Photo by Egor Kamelev from Pexels.

Transmission lines sag. The magnitude of the sag depends on several factors like the distance between the towers or poles, the weight of the conductor and temperature, both the ambient temperature and the heat of the line, which is the function of the load on the line. Sags should not be a problem, since there are defined formulas to calculate the sags as well as rules on required clearance to ground or vegetation. Nevertheless, losing transmission lines due to short circuits caused by tree-to-(power) line contact can be a major reason why blackouts cascade. If the system is already stressed, losing a line results in overloads on remaining lines. The overloaded lines heat up and sag more, maybe beyond emergency ratings or tree trimming has not been kept up, increasing the risk for tree-to-line contact and more lines will be lost. It happens fast, like a cascade, as was the case in the 1996 Western North America blackout, the 2003 Northeast blackout, the 2003 Italy blackout, and many other blackouts.


“Resilience and Stability of Ecological Systems” was a paper by the Canadian ecologist C.J. Hollings published in the Annual Review of Ecology and Systematics 1973. The concept of resilience was used to describe the persistence of natural systems in face of changes in the ecosystem.

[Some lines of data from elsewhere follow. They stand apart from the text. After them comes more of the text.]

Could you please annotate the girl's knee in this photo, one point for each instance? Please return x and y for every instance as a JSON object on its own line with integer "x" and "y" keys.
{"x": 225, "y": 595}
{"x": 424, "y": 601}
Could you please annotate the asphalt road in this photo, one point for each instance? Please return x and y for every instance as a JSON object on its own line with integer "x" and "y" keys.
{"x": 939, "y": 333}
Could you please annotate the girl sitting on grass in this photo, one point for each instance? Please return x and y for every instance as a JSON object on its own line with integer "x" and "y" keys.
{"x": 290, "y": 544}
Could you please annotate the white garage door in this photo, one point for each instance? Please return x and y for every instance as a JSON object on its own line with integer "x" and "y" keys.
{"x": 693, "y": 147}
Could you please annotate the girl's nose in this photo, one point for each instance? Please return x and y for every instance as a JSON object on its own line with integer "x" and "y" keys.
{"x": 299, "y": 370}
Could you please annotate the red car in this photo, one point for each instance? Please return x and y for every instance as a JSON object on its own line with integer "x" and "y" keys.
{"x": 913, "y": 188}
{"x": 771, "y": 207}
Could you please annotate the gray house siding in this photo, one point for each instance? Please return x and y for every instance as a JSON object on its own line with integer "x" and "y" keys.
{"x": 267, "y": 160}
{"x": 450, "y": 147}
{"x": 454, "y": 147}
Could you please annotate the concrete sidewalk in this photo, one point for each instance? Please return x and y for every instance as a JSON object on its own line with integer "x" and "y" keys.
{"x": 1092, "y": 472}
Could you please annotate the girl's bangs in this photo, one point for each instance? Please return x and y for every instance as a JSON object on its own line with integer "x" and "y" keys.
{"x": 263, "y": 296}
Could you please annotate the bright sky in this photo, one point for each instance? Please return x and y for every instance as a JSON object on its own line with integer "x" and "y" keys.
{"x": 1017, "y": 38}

The paper has had a major impact within ecology and the concept of resilience has later been expanded to many other areas, including the electric grid.

The 2003 Northeast blackout and extreme weather events like hurricane Katrina (2005), superstorm Sandy (2012), polar vortex (2014), hurricanes Harvey, Irma and Maria (2017), as well as awareness of new risks, such as physical and cyber-attacks, etc., have contributed to the increased attention to the resilience of the electric grid and ways to strengthen it.